Halloween scares should be in the form of little witches, ghosts and goblins coming to our doors in search of their favorite sweet treat. The real scare, however, occurs when trick-or-treaters are hit by cars. Statistics show an increase in pedestrian accidents on Halloween, especially involving those aged 21 years and under, and children are twice as likely to be hit by a car on Halloween than on any other day of the year.

Halloween is the one night of the year where sidewalks and streets are full of children and adults competing with cars and other vehicles for space in and about the roadway. Here are some simple things you can do to increase the statistics in your favor and to help ensure a happy and safe Halloween experience.

  • Parents should accompany children under the age of 12 who may not appreciate roadway dangers, and who may not take the necessary safety precautions due to their excitement in the moment.
  • If you are not trick-or-treating with your older children, make sure they are travelling in a group, on a designated route, and regularly keep in touch via cell phone.
  • Increase your visibility by carrying a flashlight or glow sticks.
  • Reflective tape on costumes also helps drivers see you and your young ghosts and goblins.
  • Talk to your children about Halloween safety, and mirror that behavior by following the rules of the road and crossing streets at designated crosswalks and lighted intersections.
  • Always walk on sidewalks.
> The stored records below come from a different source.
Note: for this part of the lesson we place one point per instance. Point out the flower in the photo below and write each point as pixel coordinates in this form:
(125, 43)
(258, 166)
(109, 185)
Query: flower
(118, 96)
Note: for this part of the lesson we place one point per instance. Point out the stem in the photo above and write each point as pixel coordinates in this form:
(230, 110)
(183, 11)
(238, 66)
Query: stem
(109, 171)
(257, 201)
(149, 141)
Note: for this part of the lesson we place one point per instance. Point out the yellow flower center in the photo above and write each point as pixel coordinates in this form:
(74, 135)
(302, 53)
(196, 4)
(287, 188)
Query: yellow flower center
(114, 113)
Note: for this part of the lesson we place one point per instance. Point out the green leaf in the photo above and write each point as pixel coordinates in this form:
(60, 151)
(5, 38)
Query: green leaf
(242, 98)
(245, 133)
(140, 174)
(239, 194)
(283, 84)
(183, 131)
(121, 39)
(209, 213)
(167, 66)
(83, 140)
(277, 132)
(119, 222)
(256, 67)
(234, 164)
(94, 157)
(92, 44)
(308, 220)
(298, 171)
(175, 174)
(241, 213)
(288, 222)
If there is no sidewalk, walk facing traffic as far to the left as possible.

Masks can also pose a safety hazard. Masks may prevent children from seeing a car before it’s too late. A good rule of thumb is to remove the mask or push it up on your head when walking between houses, then pull the mask down once you arrive at your next candy stop.

And when driving on Halloween, be sure to keep a lookout for children and adults, drive more slowly and with extra caution especially in and around neighborhoods where children are likely to be trick-or-treating.

The Becker Law Office wishes everyone a safe and Happy Halloween!